Micrometer-scale domains in fibroblast plasma membranes

E. Yechiel, M. Edidin

Research output: Contribution to journalArticlepeer-review

Abstract

We have used the technique of fluorescence photobleaching recovery to measure the lateral diffusion coefficients and the mobile fractions of a fluorescent lipid probe, 1-acyl-2-(12-[(7-nitro-2-1,3-benzoxadiazol-4-yl)aminododecanoyl]) phosphatidylcholine (NBD-PC), and of labeled membrane proteins of human fibroblasts. Values for mobile fractions decrease monotonically with increasing size of the laser spot used for the measurements, over a range of 0.35-5.0 μm. Values for NBD-PC diffusion coefficients increase in part of this range to reach a plateau at larger laser spots. This variation is not an artifact of the measuring system, since the effects are not seen if diffusion of the probe is measured in liposomes.
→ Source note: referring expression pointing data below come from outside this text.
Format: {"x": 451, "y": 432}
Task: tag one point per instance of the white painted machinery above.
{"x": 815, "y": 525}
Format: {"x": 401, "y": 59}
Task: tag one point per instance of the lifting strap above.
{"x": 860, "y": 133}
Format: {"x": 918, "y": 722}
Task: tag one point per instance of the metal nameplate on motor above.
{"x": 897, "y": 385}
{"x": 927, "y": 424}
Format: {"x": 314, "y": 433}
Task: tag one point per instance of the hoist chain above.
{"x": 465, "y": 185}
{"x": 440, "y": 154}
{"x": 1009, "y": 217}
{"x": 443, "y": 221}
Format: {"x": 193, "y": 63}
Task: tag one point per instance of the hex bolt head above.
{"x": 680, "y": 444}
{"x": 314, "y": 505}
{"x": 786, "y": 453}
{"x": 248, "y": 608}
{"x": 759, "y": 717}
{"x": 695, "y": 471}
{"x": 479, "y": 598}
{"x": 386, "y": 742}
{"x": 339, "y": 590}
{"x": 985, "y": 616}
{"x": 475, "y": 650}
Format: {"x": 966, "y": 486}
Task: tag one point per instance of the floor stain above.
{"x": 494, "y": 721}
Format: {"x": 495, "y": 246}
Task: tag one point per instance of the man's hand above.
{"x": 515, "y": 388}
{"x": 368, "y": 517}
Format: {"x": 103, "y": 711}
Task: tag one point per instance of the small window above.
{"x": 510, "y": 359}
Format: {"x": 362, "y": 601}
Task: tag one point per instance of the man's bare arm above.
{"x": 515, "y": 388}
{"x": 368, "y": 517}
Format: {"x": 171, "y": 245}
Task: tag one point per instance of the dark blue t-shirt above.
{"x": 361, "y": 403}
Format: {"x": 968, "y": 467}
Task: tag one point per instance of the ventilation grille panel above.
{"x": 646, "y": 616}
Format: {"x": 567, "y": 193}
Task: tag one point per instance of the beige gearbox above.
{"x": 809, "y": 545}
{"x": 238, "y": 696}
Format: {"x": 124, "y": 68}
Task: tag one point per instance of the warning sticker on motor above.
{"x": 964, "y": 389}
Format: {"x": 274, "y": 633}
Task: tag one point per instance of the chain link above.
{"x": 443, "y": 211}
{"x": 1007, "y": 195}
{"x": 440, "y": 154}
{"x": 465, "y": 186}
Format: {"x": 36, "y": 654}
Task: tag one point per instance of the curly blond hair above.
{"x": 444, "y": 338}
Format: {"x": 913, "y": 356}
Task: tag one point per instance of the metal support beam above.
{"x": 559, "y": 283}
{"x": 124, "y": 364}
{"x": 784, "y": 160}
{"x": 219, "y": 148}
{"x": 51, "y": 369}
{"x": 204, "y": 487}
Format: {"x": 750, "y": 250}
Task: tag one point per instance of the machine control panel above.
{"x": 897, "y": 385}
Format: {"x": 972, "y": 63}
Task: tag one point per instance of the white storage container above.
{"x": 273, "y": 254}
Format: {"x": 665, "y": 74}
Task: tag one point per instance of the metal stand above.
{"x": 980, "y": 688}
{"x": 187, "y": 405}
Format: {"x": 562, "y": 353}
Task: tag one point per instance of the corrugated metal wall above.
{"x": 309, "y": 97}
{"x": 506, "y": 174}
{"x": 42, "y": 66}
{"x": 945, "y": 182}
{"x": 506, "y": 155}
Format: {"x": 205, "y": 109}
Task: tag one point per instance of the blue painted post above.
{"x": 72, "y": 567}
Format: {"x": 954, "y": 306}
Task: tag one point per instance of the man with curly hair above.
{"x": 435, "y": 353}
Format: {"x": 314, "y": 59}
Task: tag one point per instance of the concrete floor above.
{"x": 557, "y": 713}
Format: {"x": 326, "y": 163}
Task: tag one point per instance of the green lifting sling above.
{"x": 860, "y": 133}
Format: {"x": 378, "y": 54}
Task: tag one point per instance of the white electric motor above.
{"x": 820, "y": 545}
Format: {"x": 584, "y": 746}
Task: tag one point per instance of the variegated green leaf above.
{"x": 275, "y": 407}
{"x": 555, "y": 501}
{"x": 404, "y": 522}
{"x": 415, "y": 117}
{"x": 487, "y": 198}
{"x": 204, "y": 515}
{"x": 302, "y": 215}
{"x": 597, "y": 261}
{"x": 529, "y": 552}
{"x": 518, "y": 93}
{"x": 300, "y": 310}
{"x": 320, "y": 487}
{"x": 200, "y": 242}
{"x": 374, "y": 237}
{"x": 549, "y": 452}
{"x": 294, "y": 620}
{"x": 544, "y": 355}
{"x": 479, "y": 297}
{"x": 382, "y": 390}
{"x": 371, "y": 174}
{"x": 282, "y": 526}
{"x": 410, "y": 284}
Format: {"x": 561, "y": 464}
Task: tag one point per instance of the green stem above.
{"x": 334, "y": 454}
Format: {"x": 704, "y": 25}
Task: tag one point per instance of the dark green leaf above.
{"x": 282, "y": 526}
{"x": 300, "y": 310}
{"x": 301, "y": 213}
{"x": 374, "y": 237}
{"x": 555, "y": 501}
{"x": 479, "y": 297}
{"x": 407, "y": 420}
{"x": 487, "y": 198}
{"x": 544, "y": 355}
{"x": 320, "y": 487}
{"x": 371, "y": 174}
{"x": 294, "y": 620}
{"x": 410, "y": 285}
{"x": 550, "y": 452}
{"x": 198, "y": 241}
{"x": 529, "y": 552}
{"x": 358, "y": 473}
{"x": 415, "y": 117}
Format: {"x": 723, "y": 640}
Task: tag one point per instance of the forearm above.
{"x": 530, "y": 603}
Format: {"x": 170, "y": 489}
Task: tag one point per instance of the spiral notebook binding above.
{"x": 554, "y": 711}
We also find that the distribution of diffusion coefficients measured with small laser spots is heterogeneous indicating that these small spots can sample different regions of the membrane. These regions appear to differ in protein concentration. Our data strongly indicate that fibroblast surface membranes consist of protein-rich domains ~1 μm in diameter, embedded in a relatively protein-poor lipid continuum. These features appear in photographs of labeled cell surfaces illuminated by the expanded laser beam.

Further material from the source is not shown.